I closed the book, feeling the missing piece fall into place. It was almost
as if I heard God whispering to me, “I see you, Charlotte. I see the
sacrifices you make every day, even when no one around you does. No act of
kindness you’ve done, no sequin you’ve sewn on, no cupcake you’ve baked, is
too small for me to notice and smile over. You are building a great
cathedral, but you can’t see right now what it will become.”

At times, my invisibility feels like an affliction. But it is not a disease
that is erasing my life. It is the cure for the disease of my own
self-centeredness. It is the antidote to my strong, stubborn pride.

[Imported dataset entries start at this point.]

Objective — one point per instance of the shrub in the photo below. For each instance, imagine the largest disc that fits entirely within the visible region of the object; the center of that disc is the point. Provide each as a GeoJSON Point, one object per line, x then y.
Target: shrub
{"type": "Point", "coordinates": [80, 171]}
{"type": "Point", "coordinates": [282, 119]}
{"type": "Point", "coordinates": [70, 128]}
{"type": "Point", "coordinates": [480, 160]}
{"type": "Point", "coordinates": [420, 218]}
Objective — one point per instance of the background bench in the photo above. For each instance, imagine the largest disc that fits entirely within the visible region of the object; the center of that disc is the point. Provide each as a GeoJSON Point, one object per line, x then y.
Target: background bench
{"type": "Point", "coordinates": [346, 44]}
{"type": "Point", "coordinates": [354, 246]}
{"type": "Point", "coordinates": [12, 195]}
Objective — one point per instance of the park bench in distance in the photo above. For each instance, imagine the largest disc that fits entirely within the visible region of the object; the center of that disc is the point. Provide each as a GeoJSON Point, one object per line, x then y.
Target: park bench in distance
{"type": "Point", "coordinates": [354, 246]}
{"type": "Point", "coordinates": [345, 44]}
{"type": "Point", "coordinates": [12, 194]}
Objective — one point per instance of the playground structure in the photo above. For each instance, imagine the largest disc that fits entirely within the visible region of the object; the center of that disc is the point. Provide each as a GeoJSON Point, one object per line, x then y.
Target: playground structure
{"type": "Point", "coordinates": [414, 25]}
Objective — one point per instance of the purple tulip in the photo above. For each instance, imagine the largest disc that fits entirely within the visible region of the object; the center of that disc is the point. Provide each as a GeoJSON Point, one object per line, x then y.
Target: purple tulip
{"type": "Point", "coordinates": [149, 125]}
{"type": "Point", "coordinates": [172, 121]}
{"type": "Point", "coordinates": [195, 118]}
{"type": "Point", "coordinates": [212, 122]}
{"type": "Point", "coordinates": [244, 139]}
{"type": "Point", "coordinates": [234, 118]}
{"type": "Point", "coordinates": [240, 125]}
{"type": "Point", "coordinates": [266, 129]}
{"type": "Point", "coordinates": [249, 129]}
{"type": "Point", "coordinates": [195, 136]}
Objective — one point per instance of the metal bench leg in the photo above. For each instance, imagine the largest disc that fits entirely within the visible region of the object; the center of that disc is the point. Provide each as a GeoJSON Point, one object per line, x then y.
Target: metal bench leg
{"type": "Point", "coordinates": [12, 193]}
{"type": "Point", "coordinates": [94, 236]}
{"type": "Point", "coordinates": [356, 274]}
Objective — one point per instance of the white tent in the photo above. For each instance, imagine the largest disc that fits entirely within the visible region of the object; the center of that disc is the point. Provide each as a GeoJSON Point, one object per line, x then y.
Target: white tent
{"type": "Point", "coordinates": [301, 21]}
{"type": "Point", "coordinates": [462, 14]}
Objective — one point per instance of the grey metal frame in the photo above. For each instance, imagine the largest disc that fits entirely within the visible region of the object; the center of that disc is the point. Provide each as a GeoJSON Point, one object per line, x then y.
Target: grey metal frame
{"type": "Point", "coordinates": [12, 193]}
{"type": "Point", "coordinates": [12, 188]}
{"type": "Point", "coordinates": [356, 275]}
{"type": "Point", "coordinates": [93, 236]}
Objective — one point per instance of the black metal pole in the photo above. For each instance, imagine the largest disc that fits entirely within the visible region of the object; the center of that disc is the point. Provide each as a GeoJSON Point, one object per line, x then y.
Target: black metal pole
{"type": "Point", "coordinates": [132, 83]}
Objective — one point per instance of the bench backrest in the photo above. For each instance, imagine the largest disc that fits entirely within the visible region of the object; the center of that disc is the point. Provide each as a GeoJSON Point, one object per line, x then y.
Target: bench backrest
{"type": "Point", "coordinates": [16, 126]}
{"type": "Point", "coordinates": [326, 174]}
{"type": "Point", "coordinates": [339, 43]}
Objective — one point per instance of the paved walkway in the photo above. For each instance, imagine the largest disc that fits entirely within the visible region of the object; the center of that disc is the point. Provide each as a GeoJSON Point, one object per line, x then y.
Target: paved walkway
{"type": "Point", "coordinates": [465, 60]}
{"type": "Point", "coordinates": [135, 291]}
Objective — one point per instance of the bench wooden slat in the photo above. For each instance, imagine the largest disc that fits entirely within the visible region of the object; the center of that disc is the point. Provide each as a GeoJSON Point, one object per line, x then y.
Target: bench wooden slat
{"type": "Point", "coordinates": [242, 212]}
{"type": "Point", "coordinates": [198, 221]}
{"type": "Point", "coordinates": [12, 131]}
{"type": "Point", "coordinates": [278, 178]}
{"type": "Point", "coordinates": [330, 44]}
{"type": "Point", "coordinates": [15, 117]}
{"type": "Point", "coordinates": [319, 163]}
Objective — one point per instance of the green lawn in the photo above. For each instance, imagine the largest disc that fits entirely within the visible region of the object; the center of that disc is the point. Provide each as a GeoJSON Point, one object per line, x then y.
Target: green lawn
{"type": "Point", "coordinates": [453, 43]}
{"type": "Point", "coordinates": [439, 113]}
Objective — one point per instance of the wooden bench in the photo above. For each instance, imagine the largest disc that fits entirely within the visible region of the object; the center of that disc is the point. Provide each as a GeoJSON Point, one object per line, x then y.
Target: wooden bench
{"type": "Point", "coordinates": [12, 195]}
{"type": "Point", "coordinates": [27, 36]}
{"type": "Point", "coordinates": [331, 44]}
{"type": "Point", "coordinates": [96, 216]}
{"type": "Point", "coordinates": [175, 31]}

I keep the right perspective when I see myself as a great builder. As one of
the people who show up at a job that they will never see finished, to work
on something that their name will never be on. The writer of the book went
so far as to say that no cathedrals could ever be built in our lifetime
because there are so few people willing to sacrifice to that degree.

When I really think about it, I don’t want my son to tell the friend he’s
bringing home from college for Thanksgiving, “My mom gets up at 4 in the
morning and bakes homemade pies, and then she hand bastes a turkey for three
hours and presses all the linens for the table.” That would mean I’d built
a shrine or a monument to myself. I just want him to want to come home. And
then, if there is anything more to say to his friend, to add, “You’re gonna
love it there.”

As mothers, we are building great cathedrals. We cannot be seen if we’re
doing it right. And one day, it is very possible that the world will marvel,
not only at what we have bui lt, but at the beauty that has been added to the
world by the sacrifices of invisible women.